We don’t always get it right. We have miscalculated and failed to act. We have fallen prey to our own avarice at times. But, in the main, we have attempted to make a better America by making a better world, and the effort has made us better citizens of that world.

Polarization is nothing new to us, but neither is altruism. The two work in tandem. For all our grousing about one another, we would have to agree that our best and most humane policies are made through debate and discussion, and most critically, by listening to one another.

Compromise is one of the things we Americans do best, or at least it used to be. It isn’t about sacrificing one’s principles; it’s about trying to advance those principles through honest and reasoned argument. It’s about keeping the personal out of the politics.

As Sen. William Fulbright once put it in “The Price of Empire,” “Accusations of unpatriotism drenched in scorn are a means of stopping debate, not of starting them.”

We need to start more debate — honest debate about the issues. But that’s tough to do.

A recent survey from the Pew Research Center found that 53% of Americans believe talking about politics with people they disagree with is generally stressful and frustrating … and those numbers are up from just two years ago.

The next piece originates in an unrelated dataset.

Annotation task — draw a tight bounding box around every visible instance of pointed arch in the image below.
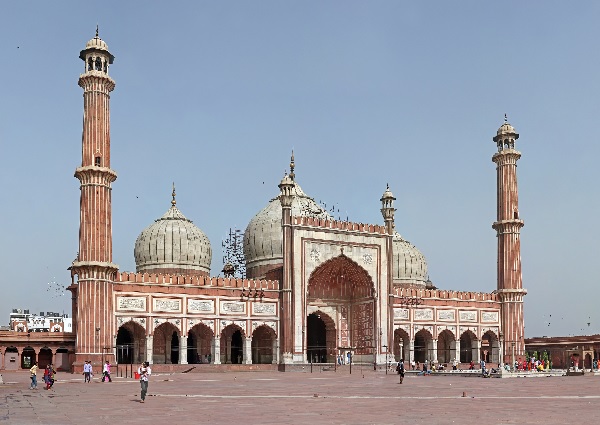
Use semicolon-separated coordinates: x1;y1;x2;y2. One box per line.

That should make for a fun Thanksgiving, shouldn’t it?

But we don’t have to accept those numbers. We don’t have to be civil to one another — and history would suggest we won’t be — but we do have a responsibility to talk about things that matter, precisely because those things matter.

We can insult the other side and gripe about our division, or we can try to embrace the fact that some of those differences actually highlight important perspectives we ought to consider before making our unmaking national policy.

We’ve been yelling at each other for a long time. Maybe it’s time to start listening.